Ali berkata bahwa mama adalah panggilan yang paling mulia yang bisa menghubungkan antara seorang anak dengan ibunya. Meski ibu memiliki arti yang sama namun bagi anak itu ibu adalah panggilan untuk ibu orang lain sedangkan mama untuk ibu sendiri. Begitulah pemikiran lembut seorang anak berusia 8 tahun namun membuat hati ibu Adith sangat tersentuh dan lebih menyukai panggilan mama dibandingkan ibu.
"Mulai saat ini, bukan hanya ibu! tapi aku akan memanggil terus ibu dengan sebutan mama" Adith memeluk ibunya dengan erat.
"Adithh... " Ibunya terisak - isak di dalam pelukan adith. Ia sangat merindukan pelukan anaknya ini. Hatinya luluh dalam tangis kebahagiaan.
"Maafkan aku Ma, maafkan aku membuat Mama begitu lama untuk bisa mendengar aku menyebutmu Mama lagi" Tiap paggilan yang dikeluarkan Adith dengan suara lembut membuat Air mata Ibunya tak berhenti mengalir.

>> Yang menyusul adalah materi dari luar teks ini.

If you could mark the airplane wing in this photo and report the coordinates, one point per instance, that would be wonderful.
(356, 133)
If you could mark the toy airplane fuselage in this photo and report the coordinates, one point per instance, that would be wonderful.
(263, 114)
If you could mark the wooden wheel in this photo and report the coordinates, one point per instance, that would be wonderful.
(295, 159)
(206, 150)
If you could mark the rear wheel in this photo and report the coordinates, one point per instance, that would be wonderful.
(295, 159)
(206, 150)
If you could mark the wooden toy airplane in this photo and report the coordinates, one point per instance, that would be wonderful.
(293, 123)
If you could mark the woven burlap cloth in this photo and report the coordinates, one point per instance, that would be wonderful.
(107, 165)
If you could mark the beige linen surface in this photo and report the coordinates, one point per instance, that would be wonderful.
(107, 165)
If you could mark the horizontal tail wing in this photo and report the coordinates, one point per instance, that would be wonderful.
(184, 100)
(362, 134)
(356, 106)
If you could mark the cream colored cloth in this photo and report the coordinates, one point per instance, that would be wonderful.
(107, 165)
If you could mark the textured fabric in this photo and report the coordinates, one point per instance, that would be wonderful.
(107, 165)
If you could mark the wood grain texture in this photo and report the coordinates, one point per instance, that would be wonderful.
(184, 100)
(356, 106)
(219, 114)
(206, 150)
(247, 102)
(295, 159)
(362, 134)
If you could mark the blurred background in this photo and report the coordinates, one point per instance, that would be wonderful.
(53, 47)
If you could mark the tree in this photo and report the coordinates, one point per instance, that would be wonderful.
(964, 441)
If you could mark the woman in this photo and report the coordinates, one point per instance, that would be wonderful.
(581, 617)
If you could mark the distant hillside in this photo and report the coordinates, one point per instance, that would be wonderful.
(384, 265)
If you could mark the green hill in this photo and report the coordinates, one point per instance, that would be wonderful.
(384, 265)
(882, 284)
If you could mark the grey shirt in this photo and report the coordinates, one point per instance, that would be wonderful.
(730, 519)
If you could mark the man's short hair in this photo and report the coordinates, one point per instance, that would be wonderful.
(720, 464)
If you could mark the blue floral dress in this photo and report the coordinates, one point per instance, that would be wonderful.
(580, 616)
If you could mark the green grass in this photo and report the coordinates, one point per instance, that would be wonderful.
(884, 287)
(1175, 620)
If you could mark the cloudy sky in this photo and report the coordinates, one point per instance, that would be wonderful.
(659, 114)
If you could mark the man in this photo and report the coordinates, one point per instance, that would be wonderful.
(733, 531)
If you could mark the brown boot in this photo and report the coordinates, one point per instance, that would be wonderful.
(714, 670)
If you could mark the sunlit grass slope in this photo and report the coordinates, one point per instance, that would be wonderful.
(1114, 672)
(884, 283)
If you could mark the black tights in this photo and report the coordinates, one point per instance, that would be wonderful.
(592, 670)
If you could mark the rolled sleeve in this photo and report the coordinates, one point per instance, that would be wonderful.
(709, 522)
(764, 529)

"Ada apa? kalian baik-baik saja?" Ayah Adith keluar karena mendengar tangisan istrinya.
Adith mengusap air mata ibunya dan menuntunnya masuk kerumah diikuti ayahnya.
"Ibumu kenapa Dith?? " Tanya Ayahnya masih bingung.
"Nggak apa2 kok Pah.. Mama cuma bahagia saja! Aku naik ke atas yah mau hubungi paman Dimas! " Adith kemudian pamit setelah mencium tangan Ayahnya.
"Bu, aku nggak salah dengarkan? dia manggil aku, Pah. I... Itu artinya Bapak kan bu? Iya kan bu? " Istrinya menjawab dengan anggukan lalu memeluk suaminya.
Ayah Adith juga mengeluarkan air mata yang mengalir deras, bagi keduanya panggilan itu memiliki arti dan makna yang sangat dalam. 10 tahun sudah sejak panggilan itu tak pernah lagi terdengar hingga akhirnya suatu keajaibam telah terjadi sehingga malam itu mereka bisa mendengar kembali nama itu disebutkan oleh anak semata wayangnya yang sangat mereka sayangi.